In case any current security clearance holders have not gotten the message that the current administration really, really dislikes media leaks, it was made more explicit this month in a new policy document from the Office of the Director of National Intelligence.
The new guidance on polygraph tests in the intelligence community — first pointed out by Steve Aftergood of the Federation of American Scientists — incorporates new references to the government’s move toward continuous evaluation, and pays special attention to the use of polygraphs for vetting clearance holders against counterintelligence concerns such as espionage, terrorism or unauthorized disclosures.
The document tells polygraph examiners to take special care to let their interviewees know that some disclosures are protected under law — like those to members of Congress.
But it also tells examiners that they should clearly communicate to their subjects that they’ll be grilled about any disclosures they might have made in the past to an “unauthorized recipient” — and in multiple places in the document, “any member of the media” is called out as the only specific example of such a person.
I can’t imagine that any intelligence professional is even slightly confused about whether anyone in my line of work is, legally speaking, an “authorized recipient of classified information”. Just like their next-door neighbors and spouses, we are not, unless we have active security clearances and a valid need-to-know.

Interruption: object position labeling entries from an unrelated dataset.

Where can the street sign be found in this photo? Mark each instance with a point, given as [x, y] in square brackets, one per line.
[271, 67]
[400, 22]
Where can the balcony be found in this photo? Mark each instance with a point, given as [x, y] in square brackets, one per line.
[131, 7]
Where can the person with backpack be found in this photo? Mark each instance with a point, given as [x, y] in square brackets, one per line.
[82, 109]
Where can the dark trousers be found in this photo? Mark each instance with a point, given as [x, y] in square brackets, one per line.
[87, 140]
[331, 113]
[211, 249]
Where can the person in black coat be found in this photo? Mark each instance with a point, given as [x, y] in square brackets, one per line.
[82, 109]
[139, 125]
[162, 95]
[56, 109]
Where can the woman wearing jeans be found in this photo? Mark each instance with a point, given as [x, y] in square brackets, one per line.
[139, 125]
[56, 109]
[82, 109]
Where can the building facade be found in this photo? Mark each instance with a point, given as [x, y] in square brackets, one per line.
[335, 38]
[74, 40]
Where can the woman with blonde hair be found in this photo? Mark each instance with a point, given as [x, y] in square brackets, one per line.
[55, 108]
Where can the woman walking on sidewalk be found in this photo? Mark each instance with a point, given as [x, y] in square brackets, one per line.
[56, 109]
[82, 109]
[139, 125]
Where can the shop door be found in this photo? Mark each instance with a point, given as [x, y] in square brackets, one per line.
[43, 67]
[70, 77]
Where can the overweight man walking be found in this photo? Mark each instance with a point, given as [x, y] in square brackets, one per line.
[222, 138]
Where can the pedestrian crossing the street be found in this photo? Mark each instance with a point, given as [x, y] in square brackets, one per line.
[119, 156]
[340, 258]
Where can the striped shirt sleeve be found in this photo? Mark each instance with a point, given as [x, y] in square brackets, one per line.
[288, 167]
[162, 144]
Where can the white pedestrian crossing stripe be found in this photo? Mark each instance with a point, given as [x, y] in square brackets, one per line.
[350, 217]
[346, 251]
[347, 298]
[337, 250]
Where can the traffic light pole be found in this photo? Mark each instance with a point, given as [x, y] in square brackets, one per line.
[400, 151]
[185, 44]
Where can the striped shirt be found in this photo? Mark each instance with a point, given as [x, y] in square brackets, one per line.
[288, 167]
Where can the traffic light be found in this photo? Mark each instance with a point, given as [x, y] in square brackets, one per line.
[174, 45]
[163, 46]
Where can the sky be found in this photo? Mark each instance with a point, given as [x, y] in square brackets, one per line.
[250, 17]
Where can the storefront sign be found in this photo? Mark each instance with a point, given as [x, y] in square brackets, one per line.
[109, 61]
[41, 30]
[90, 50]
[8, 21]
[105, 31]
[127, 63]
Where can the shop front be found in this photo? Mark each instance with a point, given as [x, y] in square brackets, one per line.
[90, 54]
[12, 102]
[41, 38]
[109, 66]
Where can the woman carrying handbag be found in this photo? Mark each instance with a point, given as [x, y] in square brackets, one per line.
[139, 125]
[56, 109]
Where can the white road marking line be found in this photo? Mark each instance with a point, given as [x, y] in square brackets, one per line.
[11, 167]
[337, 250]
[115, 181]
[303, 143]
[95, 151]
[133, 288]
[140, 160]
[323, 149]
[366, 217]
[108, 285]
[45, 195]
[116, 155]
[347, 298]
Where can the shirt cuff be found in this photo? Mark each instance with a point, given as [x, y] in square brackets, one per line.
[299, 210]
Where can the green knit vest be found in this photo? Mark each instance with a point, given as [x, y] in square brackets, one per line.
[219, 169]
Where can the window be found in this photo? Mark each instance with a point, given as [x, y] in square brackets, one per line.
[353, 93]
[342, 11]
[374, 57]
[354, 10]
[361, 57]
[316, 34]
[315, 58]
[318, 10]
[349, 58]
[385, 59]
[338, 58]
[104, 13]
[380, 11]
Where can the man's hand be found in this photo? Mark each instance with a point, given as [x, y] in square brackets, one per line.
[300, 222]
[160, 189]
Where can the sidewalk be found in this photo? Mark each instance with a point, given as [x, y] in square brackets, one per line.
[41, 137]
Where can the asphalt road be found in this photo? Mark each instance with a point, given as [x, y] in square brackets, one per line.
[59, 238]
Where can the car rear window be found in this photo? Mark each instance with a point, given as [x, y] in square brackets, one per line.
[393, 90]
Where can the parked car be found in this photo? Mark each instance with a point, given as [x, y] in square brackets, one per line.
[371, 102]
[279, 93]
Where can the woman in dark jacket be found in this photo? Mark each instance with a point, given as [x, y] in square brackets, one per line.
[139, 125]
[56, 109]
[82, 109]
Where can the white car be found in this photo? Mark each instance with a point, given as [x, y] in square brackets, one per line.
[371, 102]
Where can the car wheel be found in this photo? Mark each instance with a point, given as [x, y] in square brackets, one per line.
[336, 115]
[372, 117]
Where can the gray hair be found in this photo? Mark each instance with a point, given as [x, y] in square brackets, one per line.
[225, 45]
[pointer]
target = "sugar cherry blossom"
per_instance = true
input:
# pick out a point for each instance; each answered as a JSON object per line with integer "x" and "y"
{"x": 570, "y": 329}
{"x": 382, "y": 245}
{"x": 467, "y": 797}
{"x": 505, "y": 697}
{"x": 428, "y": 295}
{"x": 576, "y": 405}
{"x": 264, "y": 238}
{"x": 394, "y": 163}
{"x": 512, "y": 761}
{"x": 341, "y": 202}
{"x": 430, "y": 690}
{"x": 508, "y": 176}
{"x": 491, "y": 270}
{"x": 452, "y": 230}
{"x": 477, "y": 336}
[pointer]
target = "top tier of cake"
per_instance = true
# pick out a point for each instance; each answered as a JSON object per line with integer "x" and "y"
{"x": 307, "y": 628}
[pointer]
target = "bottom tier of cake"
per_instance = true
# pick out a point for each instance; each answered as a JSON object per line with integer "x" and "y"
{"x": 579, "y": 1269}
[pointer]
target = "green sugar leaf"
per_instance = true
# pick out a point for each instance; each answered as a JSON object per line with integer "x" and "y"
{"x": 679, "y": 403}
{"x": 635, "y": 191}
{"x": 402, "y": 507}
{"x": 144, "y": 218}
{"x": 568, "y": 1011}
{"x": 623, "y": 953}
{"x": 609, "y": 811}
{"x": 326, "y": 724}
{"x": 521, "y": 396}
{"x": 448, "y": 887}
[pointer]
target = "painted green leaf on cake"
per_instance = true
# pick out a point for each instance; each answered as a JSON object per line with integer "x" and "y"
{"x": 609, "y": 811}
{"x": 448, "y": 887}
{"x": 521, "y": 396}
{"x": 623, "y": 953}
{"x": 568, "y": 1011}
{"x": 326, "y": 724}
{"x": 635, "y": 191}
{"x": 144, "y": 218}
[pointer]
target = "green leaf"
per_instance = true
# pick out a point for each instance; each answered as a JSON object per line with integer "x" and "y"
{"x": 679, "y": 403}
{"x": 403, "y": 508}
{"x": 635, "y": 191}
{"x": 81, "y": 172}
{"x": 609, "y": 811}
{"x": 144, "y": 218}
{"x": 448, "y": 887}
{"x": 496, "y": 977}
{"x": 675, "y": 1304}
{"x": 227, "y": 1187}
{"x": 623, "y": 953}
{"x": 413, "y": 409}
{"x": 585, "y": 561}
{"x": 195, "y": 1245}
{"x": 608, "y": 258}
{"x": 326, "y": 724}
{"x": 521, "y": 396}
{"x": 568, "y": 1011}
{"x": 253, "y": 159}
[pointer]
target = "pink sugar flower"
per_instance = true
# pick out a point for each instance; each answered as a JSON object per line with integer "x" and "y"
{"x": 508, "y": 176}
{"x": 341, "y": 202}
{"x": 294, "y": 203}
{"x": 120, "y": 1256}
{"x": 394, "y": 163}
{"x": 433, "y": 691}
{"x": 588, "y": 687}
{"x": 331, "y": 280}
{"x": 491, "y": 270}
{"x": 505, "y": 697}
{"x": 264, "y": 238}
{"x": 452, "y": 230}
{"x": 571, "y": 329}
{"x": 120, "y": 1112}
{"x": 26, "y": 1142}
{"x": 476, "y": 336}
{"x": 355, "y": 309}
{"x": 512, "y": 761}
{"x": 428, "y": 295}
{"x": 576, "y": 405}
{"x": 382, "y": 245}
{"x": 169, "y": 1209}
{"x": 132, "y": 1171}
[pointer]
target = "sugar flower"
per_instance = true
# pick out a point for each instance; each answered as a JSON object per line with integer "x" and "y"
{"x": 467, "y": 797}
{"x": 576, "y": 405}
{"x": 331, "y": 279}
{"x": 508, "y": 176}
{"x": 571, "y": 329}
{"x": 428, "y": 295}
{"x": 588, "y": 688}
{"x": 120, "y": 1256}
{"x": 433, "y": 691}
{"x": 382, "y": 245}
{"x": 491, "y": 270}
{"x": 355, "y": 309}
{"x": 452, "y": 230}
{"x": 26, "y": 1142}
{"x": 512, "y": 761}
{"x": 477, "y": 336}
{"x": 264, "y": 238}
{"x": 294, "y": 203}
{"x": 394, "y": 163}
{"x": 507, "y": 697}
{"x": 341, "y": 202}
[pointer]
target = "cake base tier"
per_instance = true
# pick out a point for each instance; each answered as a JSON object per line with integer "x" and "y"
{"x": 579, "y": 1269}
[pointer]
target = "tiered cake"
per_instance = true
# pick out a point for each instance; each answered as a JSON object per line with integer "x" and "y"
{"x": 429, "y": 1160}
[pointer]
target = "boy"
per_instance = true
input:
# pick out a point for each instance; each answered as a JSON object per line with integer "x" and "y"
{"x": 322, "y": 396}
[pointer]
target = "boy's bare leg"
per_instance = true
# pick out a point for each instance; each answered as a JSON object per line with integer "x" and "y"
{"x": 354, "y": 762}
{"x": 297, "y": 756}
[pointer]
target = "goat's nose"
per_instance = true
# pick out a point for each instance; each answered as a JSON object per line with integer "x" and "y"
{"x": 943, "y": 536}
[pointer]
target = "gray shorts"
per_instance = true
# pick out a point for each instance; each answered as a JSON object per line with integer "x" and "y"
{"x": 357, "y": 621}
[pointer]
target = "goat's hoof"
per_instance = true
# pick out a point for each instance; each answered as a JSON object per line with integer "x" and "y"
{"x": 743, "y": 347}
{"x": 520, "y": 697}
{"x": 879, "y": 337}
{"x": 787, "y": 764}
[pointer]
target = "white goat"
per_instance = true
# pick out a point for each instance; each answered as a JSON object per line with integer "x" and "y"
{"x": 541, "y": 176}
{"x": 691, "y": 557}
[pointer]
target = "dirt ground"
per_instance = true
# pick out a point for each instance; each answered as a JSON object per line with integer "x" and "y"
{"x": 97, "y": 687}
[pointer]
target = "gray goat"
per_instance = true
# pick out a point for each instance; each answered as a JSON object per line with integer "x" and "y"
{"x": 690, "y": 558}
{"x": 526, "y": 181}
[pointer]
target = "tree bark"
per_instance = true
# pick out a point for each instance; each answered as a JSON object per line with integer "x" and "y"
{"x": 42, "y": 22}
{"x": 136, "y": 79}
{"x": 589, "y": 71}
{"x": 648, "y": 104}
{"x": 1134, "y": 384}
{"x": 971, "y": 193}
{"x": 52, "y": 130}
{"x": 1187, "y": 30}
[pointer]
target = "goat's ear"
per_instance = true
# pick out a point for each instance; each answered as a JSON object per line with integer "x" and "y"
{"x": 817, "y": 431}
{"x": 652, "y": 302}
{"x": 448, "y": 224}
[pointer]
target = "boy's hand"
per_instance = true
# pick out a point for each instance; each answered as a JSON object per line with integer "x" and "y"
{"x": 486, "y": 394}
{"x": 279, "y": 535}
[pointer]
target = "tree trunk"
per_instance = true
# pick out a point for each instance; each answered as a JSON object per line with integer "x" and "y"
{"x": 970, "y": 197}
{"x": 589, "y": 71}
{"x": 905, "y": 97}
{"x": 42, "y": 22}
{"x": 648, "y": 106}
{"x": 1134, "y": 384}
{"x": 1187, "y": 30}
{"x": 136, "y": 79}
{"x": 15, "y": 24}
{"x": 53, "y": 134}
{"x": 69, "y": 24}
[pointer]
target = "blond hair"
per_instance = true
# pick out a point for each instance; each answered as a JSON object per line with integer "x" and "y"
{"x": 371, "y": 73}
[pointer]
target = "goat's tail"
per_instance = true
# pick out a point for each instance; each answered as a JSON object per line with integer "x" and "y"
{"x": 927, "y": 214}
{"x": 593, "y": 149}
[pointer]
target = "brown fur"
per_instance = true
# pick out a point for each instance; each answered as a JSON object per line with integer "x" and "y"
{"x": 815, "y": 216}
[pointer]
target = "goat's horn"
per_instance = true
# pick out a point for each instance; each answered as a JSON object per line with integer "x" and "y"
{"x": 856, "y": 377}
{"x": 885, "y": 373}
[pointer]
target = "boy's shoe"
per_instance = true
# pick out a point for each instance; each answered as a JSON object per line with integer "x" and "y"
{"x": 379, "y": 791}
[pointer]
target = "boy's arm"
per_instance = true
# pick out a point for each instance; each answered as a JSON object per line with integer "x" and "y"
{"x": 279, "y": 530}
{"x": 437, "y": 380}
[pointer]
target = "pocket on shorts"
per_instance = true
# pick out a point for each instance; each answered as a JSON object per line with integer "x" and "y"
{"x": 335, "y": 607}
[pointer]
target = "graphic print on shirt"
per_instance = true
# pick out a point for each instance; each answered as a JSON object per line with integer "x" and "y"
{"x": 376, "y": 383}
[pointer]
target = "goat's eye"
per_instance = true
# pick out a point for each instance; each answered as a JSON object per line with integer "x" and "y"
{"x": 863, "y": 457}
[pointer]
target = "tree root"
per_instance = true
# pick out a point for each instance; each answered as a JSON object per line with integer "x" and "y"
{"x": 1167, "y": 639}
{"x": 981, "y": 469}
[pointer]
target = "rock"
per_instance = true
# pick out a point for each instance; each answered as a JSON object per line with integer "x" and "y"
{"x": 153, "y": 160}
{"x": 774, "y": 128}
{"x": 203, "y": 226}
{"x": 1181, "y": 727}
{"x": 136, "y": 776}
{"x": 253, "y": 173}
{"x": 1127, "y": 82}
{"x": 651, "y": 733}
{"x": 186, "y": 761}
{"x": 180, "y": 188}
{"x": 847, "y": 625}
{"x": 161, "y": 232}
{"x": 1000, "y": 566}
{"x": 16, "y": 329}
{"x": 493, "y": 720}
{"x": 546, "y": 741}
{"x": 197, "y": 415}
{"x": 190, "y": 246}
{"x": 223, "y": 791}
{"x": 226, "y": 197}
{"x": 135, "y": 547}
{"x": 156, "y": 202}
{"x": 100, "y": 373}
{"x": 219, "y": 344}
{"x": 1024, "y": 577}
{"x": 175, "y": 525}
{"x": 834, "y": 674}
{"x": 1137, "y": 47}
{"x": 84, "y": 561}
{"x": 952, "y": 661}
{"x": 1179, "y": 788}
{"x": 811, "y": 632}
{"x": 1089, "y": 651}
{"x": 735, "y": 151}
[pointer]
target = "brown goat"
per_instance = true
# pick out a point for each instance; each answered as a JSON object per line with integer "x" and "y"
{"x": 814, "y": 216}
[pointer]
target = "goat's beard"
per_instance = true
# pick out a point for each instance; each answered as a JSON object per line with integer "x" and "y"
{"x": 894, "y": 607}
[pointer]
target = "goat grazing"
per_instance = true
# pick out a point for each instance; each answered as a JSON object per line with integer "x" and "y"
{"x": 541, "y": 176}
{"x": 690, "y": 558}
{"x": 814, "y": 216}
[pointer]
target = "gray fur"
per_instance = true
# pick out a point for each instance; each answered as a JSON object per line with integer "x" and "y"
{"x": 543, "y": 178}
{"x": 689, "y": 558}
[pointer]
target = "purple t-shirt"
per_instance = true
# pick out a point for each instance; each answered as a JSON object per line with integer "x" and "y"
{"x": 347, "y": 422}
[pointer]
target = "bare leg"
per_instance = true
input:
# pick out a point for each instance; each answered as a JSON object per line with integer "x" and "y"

Any IC employee who’s made such a disclosure in the past has done so with the courage of their convictions, knowing the risks they’re taking. Without judging whether any of those particular disclosures were right or wrong, this feels like yet another subtle signal to government employees that anyone who leaks anything to the media will get special attention.
But, digressing from my own thin-skinned parochial concerns, it’s difficult to discern from the document itself whether polygraphs themselves — already pretty controversial — will or won’t play a greater role in the intelligence community’s security clearance process.
The ODNI leaves the decision about whether to use polygraphs in the hands of individual IC agency heads, but also sets out policies that seem to suggest polygraphs are valuable. The guidance states an employee could be subject to “additional review” or a clearance denial if they decline to take the test or are uncooperative with questions. And if examiners glean information that suggests the interviewee has broken a state or federal law, they’re required to report it to the relevant authorities.
There are, however, exceptions. In keeping with the assurances on the widely- used SF-86 form all clearance seekers have to submit, they can’t be prosecuted for admitting they’ve used drugs in the past.